### Default Partitions for RDD/DataFrame

`sc.defaultParallelism`

- Sets the default number of partitions for RDD operations and shuffles.
- Usually equals the total number of executor cores in the Spark cluster.
- Creates 8 paritions by default

`spark.sql.files.maxPartitionBytes`

- Sets the max data size (in bytes) per partition when reading files (default: 128 MB).
- Lowering increases parallelism (more partitions); raising reduces parallelism (fewer partitions).

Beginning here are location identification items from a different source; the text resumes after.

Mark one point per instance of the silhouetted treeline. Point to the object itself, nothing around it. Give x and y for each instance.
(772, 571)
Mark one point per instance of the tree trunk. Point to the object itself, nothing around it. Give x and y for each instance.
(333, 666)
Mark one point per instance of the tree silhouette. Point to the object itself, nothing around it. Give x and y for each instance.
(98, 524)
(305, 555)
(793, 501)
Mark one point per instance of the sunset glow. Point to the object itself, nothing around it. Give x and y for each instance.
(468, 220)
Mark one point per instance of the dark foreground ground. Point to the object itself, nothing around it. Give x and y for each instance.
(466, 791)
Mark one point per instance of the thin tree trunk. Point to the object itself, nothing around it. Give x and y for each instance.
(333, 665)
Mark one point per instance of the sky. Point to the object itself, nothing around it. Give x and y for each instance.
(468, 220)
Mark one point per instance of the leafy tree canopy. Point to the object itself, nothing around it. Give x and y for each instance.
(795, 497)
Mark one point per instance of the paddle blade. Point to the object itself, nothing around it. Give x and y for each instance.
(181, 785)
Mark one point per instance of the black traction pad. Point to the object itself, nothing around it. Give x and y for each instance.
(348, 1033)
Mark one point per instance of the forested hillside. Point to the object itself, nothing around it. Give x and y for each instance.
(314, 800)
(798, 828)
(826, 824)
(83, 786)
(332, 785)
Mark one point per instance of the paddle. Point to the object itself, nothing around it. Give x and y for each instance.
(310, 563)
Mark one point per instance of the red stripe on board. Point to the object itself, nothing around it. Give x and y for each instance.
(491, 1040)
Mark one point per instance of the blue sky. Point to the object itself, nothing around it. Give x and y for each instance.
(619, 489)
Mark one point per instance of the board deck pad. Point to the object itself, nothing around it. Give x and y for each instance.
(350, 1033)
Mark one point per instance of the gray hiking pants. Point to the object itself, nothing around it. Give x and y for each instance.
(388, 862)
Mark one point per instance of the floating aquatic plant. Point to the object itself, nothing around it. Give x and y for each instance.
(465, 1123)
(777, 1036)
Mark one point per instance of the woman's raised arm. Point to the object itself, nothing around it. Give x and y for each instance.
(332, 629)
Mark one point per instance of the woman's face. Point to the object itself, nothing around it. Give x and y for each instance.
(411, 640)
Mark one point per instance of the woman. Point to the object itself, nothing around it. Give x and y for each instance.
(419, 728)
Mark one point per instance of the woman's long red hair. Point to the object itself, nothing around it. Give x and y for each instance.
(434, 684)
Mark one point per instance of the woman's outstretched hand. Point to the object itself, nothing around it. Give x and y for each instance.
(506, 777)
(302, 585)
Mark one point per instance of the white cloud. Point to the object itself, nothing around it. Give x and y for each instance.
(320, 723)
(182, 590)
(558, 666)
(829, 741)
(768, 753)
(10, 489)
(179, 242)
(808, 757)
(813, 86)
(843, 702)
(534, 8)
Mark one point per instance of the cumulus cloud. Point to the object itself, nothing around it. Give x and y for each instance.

### Check Default Parameters

In [0]:
sc.defaultParallelism

Out[1]: 8

In [0]:
spark.conf.get("spark.sql.files.maxPartitionBytes")

Out[2]: '134217728b'

### Generate data with Spark Environment

In [0]:
from pyspark.sql.types import IntegerType
df = spark.createDataFrame(range(10), IntegerType())
df.rdd.getNumPartitions()

Out[4]: 8

### Verify the data with all Partitions

In [0]:
df.rdd.glom().collect()

Out[6]: [[Row(value=0)],
 [Row(value=1)],
 [Row(value=2)],
 [Row(value=3), Row(value=4)],
 [Row(value=5)],
 [Row(value=6)],
 [Row(value=7)],
 [Row(value=8), Row(value=9)]]

### Read External File

In [0]:
dbutils.fs.ls("/FileStore/dbutils_test/")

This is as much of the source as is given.